In deze zaak, behandeld door de Rechtbank Midden-Nederland op 17 maart 2025, heeft de Stichting Dierenrecht een rechtszaak aangespannen tegen gedaagden c.s. die zich bezighouden met de handel in levend vee. De Stichting stelt dat de gedaagden onrechtmatig handelen door ongespeende kalveren vanuit Ierland te importeren, waarbij deze kalveren tijdens het vervoer langer dan 9 uur geen melk krijgen. De Stichting vordert een verklaring voor recht dat dit onrechtmatig handelen moet stoppen en dat de gedaagden een gebod moeten krijgen om dit te staken, op straffe van een dwangsom.
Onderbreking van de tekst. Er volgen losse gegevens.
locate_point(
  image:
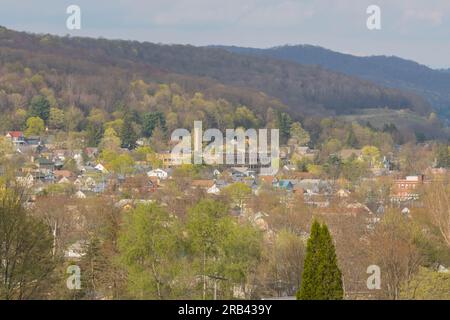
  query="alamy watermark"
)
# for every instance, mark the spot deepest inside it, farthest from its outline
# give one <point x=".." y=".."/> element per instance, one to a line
<point x="374" y="19"/>
<point x="73" y="22"/>
<point x="74" y="280"/>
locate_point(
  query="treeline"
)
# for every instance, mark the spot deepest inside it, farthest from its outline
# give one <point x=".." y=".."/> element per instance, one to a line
<point x="305" y="89"/>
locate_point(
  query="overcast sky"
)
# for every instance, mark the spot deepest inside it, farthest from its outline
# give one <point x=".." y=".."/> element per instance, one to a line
<point x="413" y="29"/>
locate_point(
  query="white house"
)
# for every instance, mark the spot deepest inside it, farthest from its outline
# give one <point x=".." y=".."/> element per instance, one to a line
<point x="80" y="195"/>
<point x="213" y="190"/>
<point x="158" y="173"/>
<point x="101" y="168"/>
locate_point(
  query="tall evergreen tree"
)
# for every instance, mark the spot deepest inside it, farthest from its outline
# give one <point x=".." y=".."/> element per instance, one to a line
<point x="40" y="107"/>
<point x="321" y="279"/>
<point x="351" y="139"/>
<point x="128" y="135"/>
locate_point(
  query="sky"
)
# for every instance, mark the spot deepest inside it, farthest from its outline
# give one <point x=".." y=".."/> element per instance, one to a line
<point x="413" y="29"/>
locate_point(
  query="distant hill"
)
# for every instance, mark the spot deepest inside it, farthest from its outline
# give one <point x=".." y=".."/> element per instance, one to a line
<point x="306" y="90"/>
<point x="393" y="72"/>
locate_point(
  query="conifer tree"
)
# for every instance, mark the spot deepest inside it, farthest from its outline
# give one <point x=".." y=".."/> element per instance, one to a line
<point x="321" y="279"/>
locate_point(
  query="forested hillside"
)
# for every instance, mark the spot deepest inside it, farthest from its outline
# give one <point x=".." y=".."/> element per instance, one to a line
<point x="239" y="78"/>
<point x="393" y="72"/>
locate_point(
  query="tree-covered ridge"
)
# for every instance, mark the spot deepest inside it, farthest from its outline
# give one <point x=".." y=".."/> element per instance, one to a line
<point x="305" y="89"/>
<point x="393" y="72"/>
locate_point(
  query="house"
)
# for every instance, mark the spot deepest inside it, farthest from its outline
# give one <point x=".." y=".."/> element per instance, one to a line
<point x="33" y="141"/>
<point x="407" y="189"/>
<point x="16" y="137"/>
<point x="286" y="185"/>
<point x="203" y="184"/>
<point x="91" y="152"/>
<point x="64" y="180"/>
<point x="213" y="190"/>
<point x="268" y="180"/>
<point x="45" y="164"/>
<point x="101" y="168"/>
<point x="349" y="153"/>
<point x="76" y="250"/>
<point x="62" y="174"/>
<point x="80" y="195"/>
<point x="158" y="173"/>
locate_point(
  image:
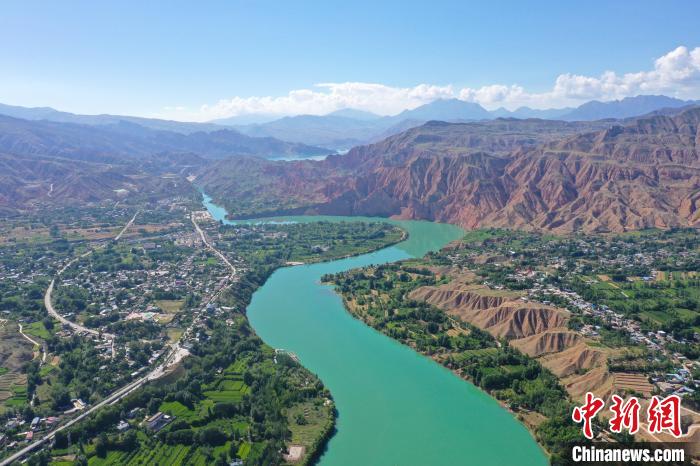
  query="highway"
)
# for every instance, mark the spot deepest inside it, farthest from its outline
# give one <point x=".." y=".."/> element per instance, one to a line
<point x="175" y="355"/>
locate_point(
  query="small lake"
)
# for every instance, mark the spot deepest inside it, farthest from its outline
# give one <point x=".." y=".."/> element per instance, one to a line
<point x="396" y="407"/>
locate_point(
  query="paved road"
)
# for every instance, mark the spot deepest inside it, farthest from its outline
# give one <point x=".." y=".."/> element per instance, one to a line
<point x="34" y="342"/>
<point x="126" y="227"/>
<point x="175" y="355"/>
<point x="206" y="242"/>
<point x="47" y="296"/>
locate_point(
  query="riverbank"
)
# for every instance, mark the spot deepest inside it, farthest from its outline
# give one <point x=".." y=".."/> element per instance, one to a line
<point x="378" y="423"/>
<point x="382" y="298"/>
De rechtbank heeft echter geoordeeld dat de Stichting niet-ontvankelijk is in haar vorderingen. De rechtbank stelt dat er een bestuursrechtelijke rechtsgang openstaat voor de Stichting, waarbij zij een handhavingsverzoek kan indienen bij de Nederlandse Voedsel- en Warenautoriteit (NVWA). De rechtbank benadrukt dat de burgerlijke rechter geen taak heeft in deze kwestie, omdat de Stichting dezelfde resultaten kan behalen via de bestuursrechter. De Stichting heeft niet aangetoond dat er bijzondere omstandigheden zijn die een uitzondering op deze hoofdregel rechtvaardigen.
De rechtbank heeft de Stichting veroordeeld tot betaling van de proceskosten aan de gedaagden, die zijn begroot op € 2.094,00. De uitspraak is openbaar gedaan en de proceskostenveroordeling is uitvoerbaar bij voorraad. De rechtbank heeft het meer of anders gevorderde afgewezen.